I have a general concern, not specifically with this document, but with the overall complexity of the solution.  I.e. the algorithm that is described has to contend with a lot of unreliable information (e.g. are packets dropped because of congestion or some other routing failure, hard to know whether PTB messages can be relied upon etc), there are also several different ways that the probes can be sent etc.

Not the subject of this document, but it feels like life could be significantly simpler if somehow there was a mechanism to getting a set of agree a set of defined minimum PLPMTU that network may support.  E.g. perhaps 1280, 2000, 4000, 8000, 16000 octets.   My assumption here is that the underlying core link MTUs would be higher to cope with header overheads.

A few comments on specific sections of the document:

1) I would include PTB in the terminology section.
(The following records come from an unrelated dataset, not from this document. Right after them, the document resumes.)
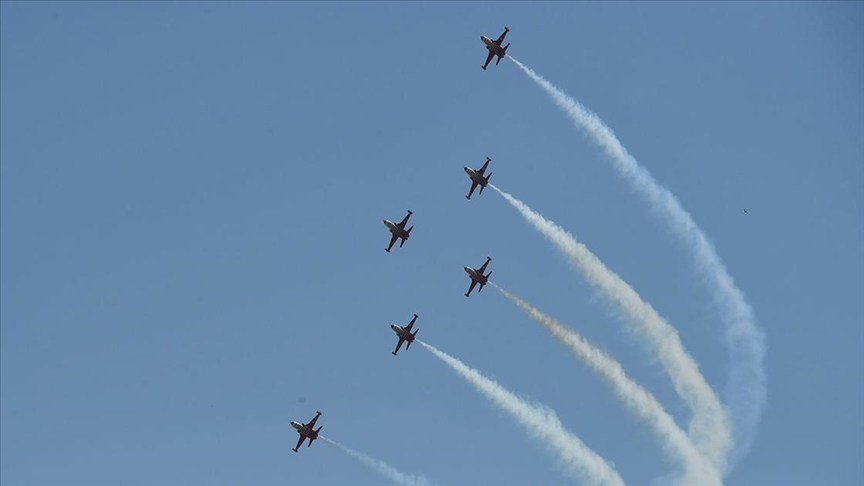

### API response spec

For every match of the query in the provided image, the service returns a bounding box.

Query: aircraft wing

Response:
[477,157,492,175]
[495,27,510,47]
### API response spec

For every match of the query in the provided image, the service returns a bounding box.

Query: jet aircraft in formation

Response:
[384,209,414,253]
[291,27,512,460]
[463,157,492,199]
[464,257,492,297]
[390,314,420,356]
[480,27,510,71]
[291,410,324,452]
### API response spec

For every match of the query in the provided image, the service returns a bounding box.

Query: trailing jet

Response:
[291,410,324,452]
[384,209,414,253]
[480,27,510,71]
[464,257,492,297]
[390,314,420,356]
[463,157,492,199]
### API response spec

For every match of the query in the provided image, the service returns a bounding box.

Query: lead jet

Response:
[480,27,510,71]
[384,209,414,253]
[464,257,492,297]
[291,410,324,452]
[390,314,420,356]
[463,157,492,199]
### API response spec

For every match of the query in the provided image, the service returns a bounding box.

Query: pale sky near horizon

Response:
[0,1,864,486]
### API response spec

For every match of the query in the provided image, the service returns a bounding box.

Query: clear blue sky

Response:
[0,1,864,485]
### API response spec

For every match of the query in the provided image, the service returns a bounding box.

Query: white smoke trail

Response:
[489,282,722,486]
[319,435,434,486]
[417,339,624,486]
[508,56,767,465]
[489,184,732,472]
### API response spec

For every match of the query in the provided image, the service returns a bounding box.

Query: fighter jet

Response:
[464,257,492,297]
[384,209,414,253]
[480,27,510,71]
[390,314,420,356]
[463,157,492,199]
[291,410,324,452]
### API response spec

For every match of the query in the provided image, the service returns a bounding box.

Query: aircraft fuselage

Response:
[463,267,486,284]
[384,219,408,238]
[480,35,504,56]
[463,167,486,187]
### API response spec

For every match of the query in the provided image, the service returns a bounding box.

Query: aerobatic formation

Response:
[291,27,764,485]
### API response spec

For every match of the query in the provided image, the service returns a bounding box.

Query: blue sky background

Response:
[0,1,864,485]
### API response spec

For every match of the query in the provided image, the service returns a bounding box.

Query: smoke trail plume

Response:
[508,56,767,465]
[489,184,732,471]
[417,339,624,486]
[489,282,721,486]
[319,436,434,486]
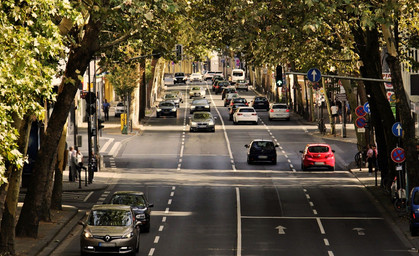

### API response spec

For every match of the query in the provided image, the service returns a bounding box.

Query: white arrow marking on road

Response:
[311,70,317,81]
[352,228,365,236]
[396,124,402,136]
[275,226,287,235]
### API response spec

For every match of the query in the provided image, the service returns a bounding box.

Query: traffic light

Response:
[176,44,183,60]
[275,65,284,87]
[97,119,105,130]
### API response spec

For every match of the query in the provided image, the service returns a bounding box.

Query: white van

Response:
[231,69,245,84]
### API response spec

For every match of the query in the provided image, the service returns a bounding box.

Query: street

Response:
[53,83,410,256]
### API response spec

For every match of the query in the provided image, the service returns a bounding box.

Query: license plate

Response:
[99,243,116,247]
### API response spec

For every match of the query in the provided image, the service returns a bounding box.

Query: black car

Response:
[252,96,269,111]
[110,191,154,232]
[156,101,177,117]
[245,139,278,164]
[173,72,186,84]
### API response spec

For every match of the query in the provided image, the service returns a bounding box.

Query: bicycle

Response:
[317,118,326,135]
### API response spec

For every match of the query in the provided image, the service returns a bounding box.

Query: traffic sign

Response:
[355,106,367,116]
[364,102,370,114]
[307,68,322,83]
[391,122,403,137]
[355,117,367,128]
[391,148,406,164]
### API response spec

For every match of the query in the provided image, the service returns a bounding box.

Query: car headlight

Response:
[135,213,145,219]
[83,230,93,238]
[122,232,134,238]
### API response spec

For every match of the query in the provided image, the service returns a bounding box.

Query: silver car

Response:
[189,112,217,132]
[79,204,141,255]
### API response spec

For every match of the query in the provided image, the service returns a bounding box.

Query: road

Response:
[53,81,410,256]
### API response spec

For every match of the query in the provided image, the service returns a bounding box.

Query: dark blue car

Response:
[409,187,419,236]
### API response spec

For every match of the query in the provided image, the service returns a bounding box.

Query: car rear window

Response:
[272,105,288,109]
[308,146,329,153]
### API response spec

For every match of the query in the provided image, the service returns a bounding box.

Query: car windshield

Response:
[192,99,208,105]
[193,113,211,119]
[252,141,275,150]
[87,209,132,226]
[159,102,175,107]
[308,146,329,153]
[111,194,145,206]
[272,105,287,109]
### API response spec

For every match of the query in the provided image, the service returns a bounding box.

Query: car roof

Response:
[113,191,144,196]
[92,204,131,211]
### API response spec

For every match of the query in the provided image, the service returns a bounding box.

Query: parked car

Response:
[190,99,211,114]
[409,187,419,236]
[189,86,206,99]
[235,80,249,91]
[233,107,259,124]
[269,103,290,121]
[228,97,249,108]
[189,73,202,82]
[224,92,239,107]
[245,139,278,164]
[79,204,141,255]
[252,96,269,111]
[214,80,230,94]
[110,191,154,232]
[228,102,247,121]
[189,112,216,132]
[221,86,237,100]
[115,102,125,116]
[173,72,187,84]
[156,101,177,117]
[300,143,335,171]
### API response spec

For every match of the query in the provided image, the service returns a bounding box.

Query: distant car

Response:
[189,73,202,82]
[190,99,211,114]
[252,96,269,111]
[110,191,154,232]
[189,86,206,99]
[221,86,237,100]
[156,101,177,117]
[173,72,187,84]
[235,80,249,91]
[228,97,249,108]
[300,143,335,171]
[245,139,278,164]
[163,93,181,107]
[214,80,230,94]
[79,204,141,255]
[115,102,125,116]
[228,102,247,121]
[269,103,290,121]
[412,186,419,236]
[224,92,239,107]
[189,112,216,132]
[233,107,259,124]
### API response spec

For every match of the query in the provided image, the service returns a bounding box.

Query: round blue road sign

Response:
[391,148,406,164]
[307,68,322,83]
[391,122,403,137]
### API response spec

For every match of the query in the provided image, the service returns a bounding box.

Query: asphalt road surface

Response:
[54,83,410,256]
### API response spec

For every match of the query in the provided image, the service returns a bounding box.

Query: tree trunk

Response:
[51,126,68,210]
[16,19,100,238]
[0,116,32,255]
[352,27,397,188]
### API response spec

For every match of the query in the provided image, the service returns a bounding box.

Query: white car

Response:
[269,103,290,121]
[233,107,259,124]
[189,73,202,82]
[189,86,206,99]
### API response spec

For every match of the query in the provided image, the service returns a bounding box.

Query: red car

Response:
[300,143,335,171]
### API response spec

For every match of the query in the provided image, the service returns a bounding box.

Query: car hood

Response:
[86,226,132,236]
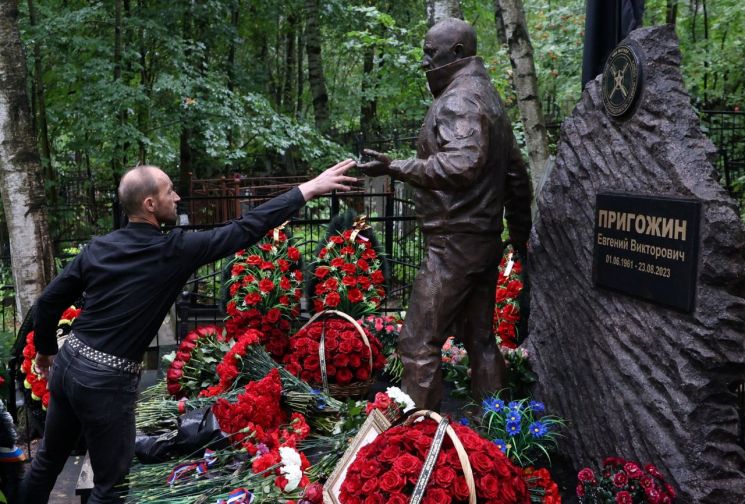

3. Features Required to Provide Datagram PLPMTUD

Most of the the requirements in this section use RFC 2119 language, but a few don't:

   7.   Probing and congestion control: The decision about when to send
        a probe packet does not need to be limited by the congestion
        controller.  When not controlled by the congestion controller,
        the interval between probe packets MUST be at least one RTT.  If
        transmission of probe packets is limited by the congestion
        controller, this could result in transmission of probe packets
        being delayed or suspended during congestion.

Rather than "does not need to be limited", would this be better stated as  "SHOULD NOT be limited" or "MAY not be limited"?


   11.  Probing and flow control: Flow control at the PL concerns the
        end-to-end flow of data using the PL service.  This does not
        apply to DPLPMTU when probe packets use a design that does not
        carry user data to the remote application.
        
The second sentence could be stated something like:

"Flow control MUST NOT apply to DPLPMTU when probe packets use a design that does not carry user data to the remote application"


5.1.2.  Constants

   MIN_PLPMTU:  The MIN_PLPMTU is the smallest allowed probe packet
      size.  For IPv6, this value is 1280 bytes, as specified in
      [RFC8200].  For IPv4, the minimum value is 68 bytes.

Does it really make sense to probe for a path MTU of 68 bytes.  Would it make sense for applications to be able to control the MIN_PLPMTU that they find acceptable?  E.g. if IPv6 has this at 1280 and QUIC has uses 1280, perhaps many applications/implementations would like to use 1280 as a reasonable lower bound rather than 68 bytes?